I am a grant professional for whom the written word is a more comfortable form of communication than face-to-face communication. Once I understood the concepts and intent of grant proposal writing, I fell in love with it. The majority of my time is spent alone in my office writing or in one-on-one conversations with program, financial, and executive leadership staff. Given that my learning style is also visual text, reading RFPs, gathering the information needed, and conducting the research is all easy for me to understand.

Recently though, I have needed to be involved in meetings with program officers. These are not my favorite activity. Oh, I love hearing all the things funders have to say about their organization that help me better understand their mission. I also love to hear all the things about the program that my organizations say to the funder that I have not heard before in quite the same way. (Haven’t we all been here?) If my only task was to listen, these meetings would be easy, but these were conversations in which I was the lead for a significant portion of the conversation.

The first was a difficult conversation about a budget revision with two federal program officers. The second was a conversation with a funder I knew exceptionally well and a client who was having their first meeting with the funder. Even with my experience with federal grants in the first meeting and my deep relationship with this particular program officer in the second, these were not easy conversations for me to lead. I think the same is true for many grant professionals. We tell our staff and clients they should talk with program officers before we apply for a grant, but I would rather write the proposals than talk to the program officers. Being in the lead during these meetings has been uncomfortable, but I think this is actually an opportunity to help others grow when they do portions of their job that might be currently uncomfortable. So here I am using the written word to provide strategies to those who find themselves in these uncomfortable situations.

  • Don’t avoid meetings with funders about your organization or program ideas. Just because these meetings are not your strength does not mean you should never do them. If people always avoided the areas they didn’t know or made them uncomfortable, we would not fully exercise our capacity to learn. Lean into them and you may find that they become less stressful over time. Ultimately, you may find that being uncomfortable for a while makes you a stronger grant professional overall.
  • Be overprepared. Try to think through all possible directions the conversation might go, and have many resources at your fingertips. What questions do you know they will ask?

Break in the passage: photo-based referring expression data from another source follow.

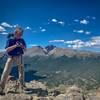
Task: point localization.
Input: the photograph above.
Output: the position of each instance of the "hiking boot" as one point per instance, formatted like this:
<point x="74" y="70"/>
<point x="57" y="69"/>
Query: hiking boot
<point x="1" y="91"/>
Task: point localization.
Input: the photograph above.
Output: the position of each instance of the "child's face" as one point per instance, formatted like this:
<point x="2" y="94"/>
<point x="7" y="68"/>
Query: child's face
<point x="18" y="34"/>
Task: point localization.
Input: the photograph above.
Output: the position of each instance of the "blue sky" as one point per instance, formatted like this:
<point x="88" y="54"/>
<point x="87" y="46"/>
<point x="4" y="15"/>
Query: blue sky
<point x="64" y="23"/>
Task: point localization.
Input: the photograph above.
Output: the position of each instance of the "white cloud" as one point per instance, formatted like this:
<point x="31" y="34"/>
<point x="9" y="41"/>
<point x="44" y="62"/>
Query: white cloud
<point x="56" y="41"/>
<point x="5" y="24"/>
<point x="15" y="25"/>
<point x="43" y="30"/>
<point x="84" y="21"/>
<point x="54" y="20"/>
<point x="78" y="31"/>
<point x="32" y="45"/>
<point x="4" y="33"/>
<point x="82" y="31"/>
<point x="27" y="28"/>
<point x="76" y="20"/>
<point x="2" y="29"/>
<point x="87" y="32"/>
<point x="61" y="23"/>
<point x="93" y="18"/>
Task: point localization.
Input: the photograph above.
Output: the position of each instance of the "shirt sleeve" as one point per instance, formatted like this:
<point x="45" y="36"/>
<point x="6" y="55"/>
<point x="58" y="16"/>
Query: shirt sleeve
<point x="7" y="44"/>
<point x="24" y="43"/>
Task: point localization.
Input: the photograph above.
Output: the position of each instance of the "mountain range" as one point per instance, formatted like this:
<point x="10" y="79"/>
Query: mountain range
<point x="55" y="66"/>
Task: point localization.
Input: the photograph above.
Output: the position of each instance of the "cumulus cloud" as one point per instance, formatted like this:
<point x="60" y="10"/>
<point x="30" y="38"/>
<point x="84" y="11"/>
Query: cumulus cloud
<point x="61" y="23"/>
<point x="82" y="31"/>
<point x="93" y="18"/>
<point x="2" y="29"/>
<point x="76" y="20"/>
<point x="5" y="24"/>
<point x="28" y="28"/>
<point x="54" y="20"/>
<point x="4" y="33"/>
<point x="16" y="25"/>
<point x="32" y="45"/>
<point x="43" y="30"/>
<point x="84" y="21"/>
<point x="57" y="22"/>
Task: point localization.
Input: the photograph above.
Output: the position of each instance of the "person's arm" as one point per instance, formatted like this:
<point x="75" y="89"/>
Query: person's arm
<point x="8" y="49"/>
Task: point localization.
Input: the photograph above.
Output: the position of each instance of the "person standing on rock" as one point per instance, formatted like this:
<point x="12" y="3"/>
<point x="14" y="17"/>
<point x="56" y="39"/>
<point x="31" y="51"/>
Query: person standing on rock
<point x="15" y="48"/>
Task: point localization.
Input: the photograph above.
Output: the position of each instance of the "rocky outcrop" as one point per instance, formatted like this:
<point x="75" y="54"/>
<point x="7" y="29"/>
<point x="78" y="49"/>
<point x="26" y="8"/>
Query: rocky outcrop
<point x="36" y="90"/>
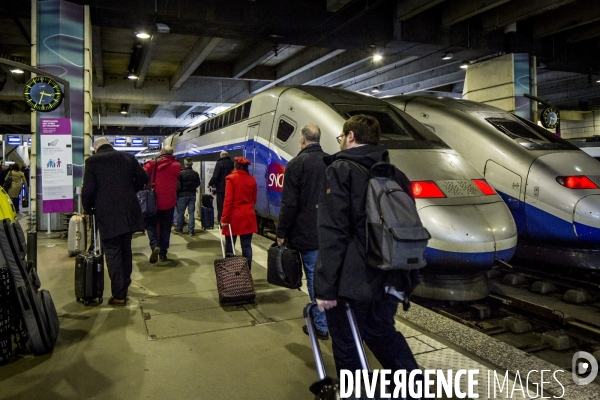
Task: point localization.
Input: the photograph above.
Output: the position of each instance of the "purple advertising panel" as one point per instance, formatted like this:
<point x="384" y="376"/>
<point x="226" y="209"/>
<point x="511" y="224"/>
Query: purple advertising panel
<point x="56" y="163"/>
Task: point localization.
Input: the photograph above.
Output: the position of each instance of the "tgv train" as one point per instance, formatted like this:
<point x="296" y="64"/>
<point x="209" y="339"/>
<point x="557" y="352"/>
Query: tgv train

That said, if they ask and you don’t know, just let them know you will get back with them about that answer (and then make sure you follow through, of course!)
  • Wear clothes in which you feel your most professional and your most comfortable. This may mean a color or shirt you know looks good on you, but perhaps not your 4” heels or dress shoes that are a little too tight.
  • Be yourself in the relationship. You are not your boss, so don’t try to be. Be authentic in all of your relationships, bring your personality, use your own words and phrases to describe things, bring your sense of humor. Your friendly demeanor will put others at ease and the relationship can grow from there.
  • Remind yourself of the importance of the activity to the people you serve. For example, I found myself thinking about the children that ultimately these grants benefit. I have the opportunity to serve these children joyfully every day through my writing. An hour or two of discomfort is a more-than-fair trade when I think about all the challenges they regularly overcome.

While writing about my uncomfortable situation is also not comfortable for me because I am also an introvert (that is for another blog), I hope that my leaning into my discomfort will help other grant professionals further their own personal and professional growth. (See how I did #5 there?!) ????

Competency #7: Knowledge of practices and services that raise the level of professionalism of grant professionals.

Skill 7.3: Identify strategies that grant developers use in building social capital to benefit their communities and society at large.

Competency #8: Knowledge of methods and strategies that cultivate and maintain relationships between fund-seeking and recipient organizations and funders.

Skill 8.3: Identify methods of relationship cultivation, communication, recognition, and stewardship that might appeal to specific funders.